Understanding Your Tax Bracket
The
more you make, the more you pay in taxes. Tax
planning is essential. Learning about deferring taxes and what tax
bracket you are in can help you achieve your goals.
The more you
make, the more they take. Our tax system is based on a graduated
tax, but moving into the next tax bracket does not mean that all of
your income is how taxed at the higher rate. Only the additional
income you earn above your current base will be affected by the
higher bracket.
Your marginal tax
bracket is the percentage in taxes you pay on each additional dollar
earned above your base bracket. This is the rate you pay on
the last dollar you earned for the year. If your new raise pushes
you into the 31 percent tax bracket, don't turn down the raise
because you don't want to pay the extra taxes. If your new raise
puts you into the 31 percent bracket, only income above the 28
percent base will be taxed at the higher tax rate of 31 percent.

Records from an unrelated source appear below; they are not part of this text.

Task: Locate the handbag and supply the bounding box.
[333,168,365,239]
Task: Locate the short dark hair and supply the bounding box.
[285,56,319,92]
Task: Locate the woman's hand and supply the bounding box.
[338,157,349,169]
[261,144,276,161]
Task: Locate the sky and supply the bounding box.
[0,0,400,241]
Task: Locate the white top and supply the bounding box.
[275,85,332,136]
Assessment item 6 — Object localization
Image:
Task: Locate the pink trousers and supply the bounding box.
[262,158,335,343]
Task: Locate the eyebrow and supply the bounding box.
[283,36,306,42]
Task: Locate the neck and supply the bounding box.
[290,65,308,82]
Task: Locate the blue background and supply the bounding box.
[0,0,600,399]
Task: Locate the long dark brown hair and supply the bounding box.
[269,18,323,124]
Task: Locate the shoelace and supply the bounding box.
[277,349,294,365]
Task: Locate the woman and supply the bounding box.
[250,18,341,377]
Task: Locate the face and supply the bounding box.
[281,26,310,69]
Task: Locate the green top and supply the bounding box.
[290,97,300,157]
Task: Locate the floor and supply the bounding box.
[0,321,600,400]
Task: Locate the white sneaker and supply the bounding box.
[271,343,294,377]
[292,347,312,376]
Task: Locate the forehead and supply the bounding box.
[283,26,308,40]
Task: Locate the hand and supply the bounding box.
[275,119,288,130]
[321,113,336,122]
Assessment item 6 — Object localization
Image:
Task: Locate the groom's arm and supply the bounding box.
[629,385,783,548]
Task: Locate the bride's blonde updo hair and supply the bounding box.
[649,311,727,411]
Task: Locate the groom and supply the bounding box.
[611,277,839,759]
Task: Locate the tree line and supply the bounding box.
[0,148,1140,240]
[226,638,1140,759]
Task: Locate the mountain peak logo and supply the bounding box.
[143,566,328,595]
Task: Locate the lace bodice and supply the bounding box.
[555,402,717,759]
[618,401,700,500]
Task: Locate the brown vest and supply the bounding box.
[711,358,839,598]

Also remember that some of your income is taxed at the 15 percent
rate. Currently our tax rates are, 15 percent, 28 percent, 31
percent, 36 percent and 39.6 percent.
The more money you
make, the more you pay in taxes---this is a sorry fact of life. Some
of this is due to the fact that the tax brackets increase as your
income increases. In addition, you lose some of your tax advantages,
such as exemptions for dependents, that are phased out as your
income increases.
Now, if the state
you live in also taxes your income---and most stats do---add that
tax rate in when you're planning. And you do need to do tax planning
because, if you do not have enough taxed withheld from your paycheck
or pay enough in estimated taxes, the IRS will penalize you, as will
your sate income tax division. There are seven tax-free states:
Alaska, Florida, Nevada, South Dakota, Washington, and Wyoming.
If
you are in the 28 percent marginal tax bracket for federal taxes and
you live in a state that has a 5 percent income tax, your combined
marginal tax rate is 33 percent. If your certificate of deposit has
earned $1,000 for the year, your tax liability for the CD will be
$330. So don't run out and spend your $1,000 because Uncle Sam has
his hand out fort his share, leaving you just $670 to spend.
The
dollar amounts at which tax brackets occur change every year because
they are indexed for inflation. As a taxpayer, you should at least
understand what you are paying in taxes. You don't have to be able
to quote tax code here; just know where to find the information when
your need it. As you earn more income, your taxes may become too
taxing (that's a pun!) to handle yourself, and you'll need to hire
someone or take them to the local H&R Block office. You should still
understand what you are signing, however, when the tax preparer
hands you the completed 1040. More important, you should be able
to review it and see if there are mistakes in it.